Paulo Macedo, CEO da CGD | Foto: CGD

Realizaram-se no Porto, nesta segunda-feira, os primeiros Encontros Fora da Caixa de 2026. A iniciativa de reflexão estratégica organizada pela Caixa Geral de Depósitos (CGD), que entra agora num novo ano de realização, juntou a Comissão Executiva do banco público e vários convidados. Paulo Macedo deu início à sessão, tomando como base as projeções da revista The Economist para 2026.

Sobre a questão do chamado «dilema europeu», o presidente executivo da CGD foi claro: «Já não há dilema europeu nenhum!

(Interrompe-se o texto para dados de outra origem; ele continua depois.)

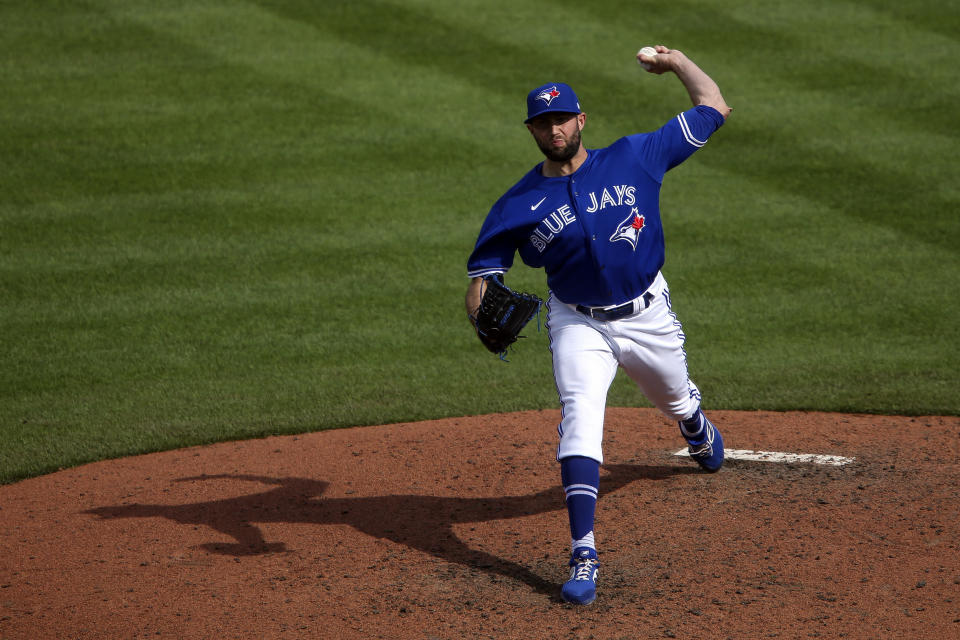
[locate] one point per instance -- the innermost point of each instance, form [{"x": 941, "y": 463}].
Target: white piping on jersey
[{"x": 688, "y": 136}]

Ou nos defendemos… ou nos defendemos!».

No que respeita aos desafios da Inteligência Artificial (IA), o responsável mostrou-se convicto da «influência estrutural» que a IA terá na forma como iremos trabalhar no futuro. Entre os riscos para 2026, Paulo Macedo destacou ainda a persistência dos riscos climáticos: «É algo que persiste ano após ano».

A chamada «nova era» em que vivemos — «verbalizada pela primeira vez pelo Papa Francisco, ainda antes de existir uma Administração Trump», recordou o CEO da CGD — foi, segundo Paulo Macedo, confirmada nos encontros de Davos, na Suíça, pelo discurso do primeiro-ministro canadiano, Mark Carney.

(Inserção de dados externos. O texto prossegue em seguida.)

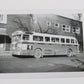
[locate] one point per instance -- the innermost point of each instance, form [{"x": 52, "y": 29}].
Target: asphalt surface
[{"x": 11, "y": 64}]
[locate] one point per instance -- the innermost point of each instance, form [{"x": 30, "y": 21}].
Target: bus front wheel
[
  {"x": 38, "y": 53},
  {"x": 69, "y": 53}
]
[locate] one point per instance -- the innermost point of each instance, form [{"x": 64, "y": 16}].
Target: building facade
[{"x": 46, "y": 23}]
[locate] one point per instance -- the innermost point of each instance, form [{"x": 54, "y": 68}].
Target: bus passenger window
[
  {"x": 40, "y": 38},
  {"x": 62, "y": 40},
  {"x": 37, "y": 38},
  {"x": 53, "y": 39},
  {"x": 72, "y": 40},
  {"x": 67, "y": 40},
  {"x": 57, "y": 39},
  {"x": 47, "y": 39},
  {"x": 25, "y": 37}
]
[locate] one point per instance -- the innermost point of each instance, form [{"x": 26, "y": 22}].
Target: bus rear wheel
[
  {"x": 69, "y": 53},
  {"x": 38, "y": 53}
]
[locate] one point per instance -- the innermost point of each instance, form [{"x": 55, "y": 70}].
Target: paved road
[{"x": 10, "y": 64}]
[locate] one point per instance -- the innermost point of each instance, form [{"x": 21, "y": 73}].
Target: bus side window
[
  {"x": 53, "y": 39},
  {"x": 40, "y": 38},
  {"x": 62, "y": 40},
  {"x": 67, "y": 40},
  {"x": 37, "y": 38},
  {"x": 57, "y": 39},
  {"x": 47, "y": 39},
  {"x": 72, "y": 40}
]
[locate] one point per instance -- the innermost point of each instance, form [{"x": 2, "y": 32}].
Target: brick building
[{"x": 46, "y": 23}]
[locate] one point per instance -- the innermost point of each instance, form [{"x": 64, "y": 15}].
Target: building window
[
  {"x": 65, "y": 28},
  {"x": 76, "y": 30}
]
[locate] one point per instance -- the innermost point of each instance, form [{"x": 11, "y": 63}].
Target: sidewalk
[{"x": 5, "y": 53}]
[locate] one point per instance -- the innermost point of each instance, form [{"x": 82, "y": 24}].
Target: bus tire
[
  {"x": 70, "y": 53},
  {"x": 38, "y": 53}
]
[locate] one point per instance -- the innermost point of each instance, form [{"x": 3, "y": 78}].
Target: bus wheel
[
  {"x": 38, "y": 53},
  {"x": 69, "y": 53}
]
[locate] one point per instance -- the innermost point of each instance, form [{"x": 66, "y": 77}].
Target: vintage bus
[
  {"x": 40, "y": 44},
  {"x": 5, "y": 42}
]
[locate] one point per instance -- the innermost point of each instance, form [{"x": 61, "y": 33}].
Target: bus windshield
[
  {"x": 16, "y": 37},
  {"x": 25, "y": 37}
]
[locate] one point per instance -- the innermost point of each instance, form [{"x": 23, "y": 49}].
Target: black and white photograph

Essa «nova diplomacia», referiu, «introduziu de forma clara e sem qualquer subtileza os negócios e as contrapartidas. Vemos tarifas a serem introduzidas a troco de tudo. Contra discursos que não são bem interpretados — ou foram bem interpretados — para libertar pessoas, mas também como instrumento económico. Não nos iludamos: os Estados Unidos têm um défice colossal que precisa de ser financiado».

«Não nos iludamos: as tarifas vieram para ficar. A questão é saber se vão ficar num valor razoável. Na semana passada, por exemplo, o champanhe e os vinhos franceses iam ser tributados a 200%», acrescentou.

Para o presidente da CGD, «o presidente Trump gere os Estados Unidos como se fosse um CEO», uma imagem de que Paulo Macedo ironicamente se arrependeu de ter utilizado: «Mas porque é que estou a falar mal dos CEOs, se eu também sou um CEO?», disse, sublinhando que não é «muito natural gerir um país da mesma forma que se gere uma empresa, com uma lógica de transacionalidade constante».